O primeiro movimento do homem infeliz é se revoltar sob os golpes da sorte. Mas, mais tarde, quando o espírito já escalou os declives e contempla o áspero caminho percorrido, o desfilar de suas existências, é com um enternecimento alegre que recordará as provas e tribulações com ajuda das quais pode galgar os mais altos cumes.
Se nas horas de provação soubermos observar o trabalho interior, a ação misteriosa da dor em nós, em nosso eu, em nossa consciência, compreenderemos melhor sua sublime obra de educação e de aperfeiçoamento. Veremos que ela atinge sempre o ponto sensível. A mão que dirige o cinzel é a de um artista incomparável; não deixa de agir até que os ângulos de nosso caráter estejam aparados, polidos e gastos. Para isso, ela volta à carga tantas vezes quantas sejam necessárias. E por seus golpes repetidos, a arrogância e a personalidade excessiva de alguns deverão cair; a fraqueza, a apatia e a indiferença deverão desaparecer de outros; a dureza, a cólera e o furor de outros ainda. Para todos haverá diferentes procedimentos, variados ao infinito, conforme os indivíduos, mas em todos agirá com eficácia, de maneira a fazer nascer ou desenvolver a sensibilidade, a delicadeza, a bondade, a ternura e a fazer sair das dilacerações e das lágrimas qualquer qualidade desconhecida que dormia silenciosa no fundo do ser, ou aquela nobreza nova, adorno da alma, adquirida espontaneamente.

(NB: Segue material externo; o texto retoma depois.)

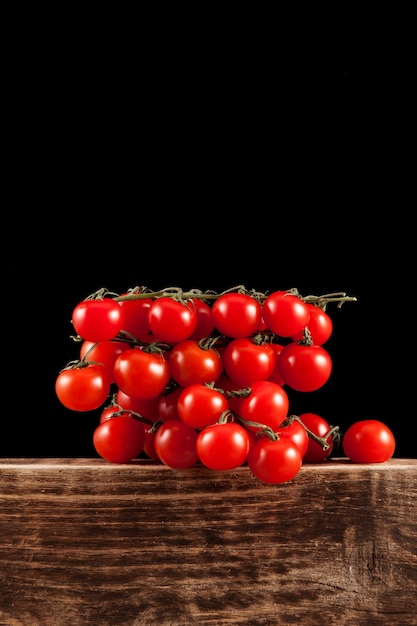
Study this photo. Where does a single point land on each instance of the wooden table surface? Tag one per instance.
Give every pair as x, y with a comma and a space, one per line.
84, 541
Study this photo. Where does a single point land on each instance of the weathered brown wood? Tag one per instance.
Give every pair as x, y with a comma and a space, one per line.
83, 541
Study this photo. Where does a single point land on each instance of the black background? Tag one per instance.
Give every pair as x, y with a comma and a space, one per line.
205, 165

E quanto mais sobe, engrandece e se faz bela, mais a dor se espiritualiza e se torna sutil. Aos malvados são precisas provas numerosas, como a árvore precisa de muitas flores para produzir algum fruto. Mas quanto mais o ser humano se aperfeiçoa, mais os frutos da dor se tornam admiráveis nele. Às almas impolidas, mal desbastadas, incumbem os sofrimentos físicos e as dores violentas; aos egoístas e aos avaros caberão as perdas de fortuna, as negras inquietudes e os tormentos do espírito. Depois aos seres delicados, às mães, aos amantes e às esposas, as torturas escondidas e as mágoas do coração. Aos nobres pensadores e aos inspirados, a dor sutil e profunda que faz brotar o gemido sublime, o clarão do gênio!
Por muito tempo ainda, a humanidade terrestre, ignorante das leis superiores e inconsciente do porvir e do dever, terá necessidade da dor, para estimulá-la na sua vida e para transformar o que predomina nela, os instintos primitivos e grosseiros em sentimentos puros e generosos. Por muito tempo o homem deverá passar pela iniciação amarga para chegar ao conhecimento de si mesmo e de seu objetivo. Ele sonha presentemente apenas em aplicar suas faculdades e sua energia em combater o sofrimento sobre o plano físico, em aumentar o bem-estar e a riqueza e em tornar mais agradáveis as condições da vida material. Mas isso será em vão. Os sofrimentos poderão variar, se deslocar, mudar de aspecto, mas a dor persistirá enquanto o egoísmo e o interesse regerem as sociedades terrestres, o pensamento se esquivar das coisas profundas e enquanto a flor da alma não tiver desabrochado.
Todas as doutrinas econômicas e sociais serão impotentes para reformar o mundo e para aliviar os males da Humanidade, porque sua base é muito estreita e porque colocaram na vida presente unicamente a razão de existir, o objetivo de viver e de todos os nossos esforços. Para extinguir o mal social é preciso elevar a alma humana à consciência de sua função, fazê-la compreender que sua sorte depende somente dela, e que sua felicidade será sempre proporcional à extensão de seus triunfos sobre si mesma e de seu desenvolvimento em direção aos outros.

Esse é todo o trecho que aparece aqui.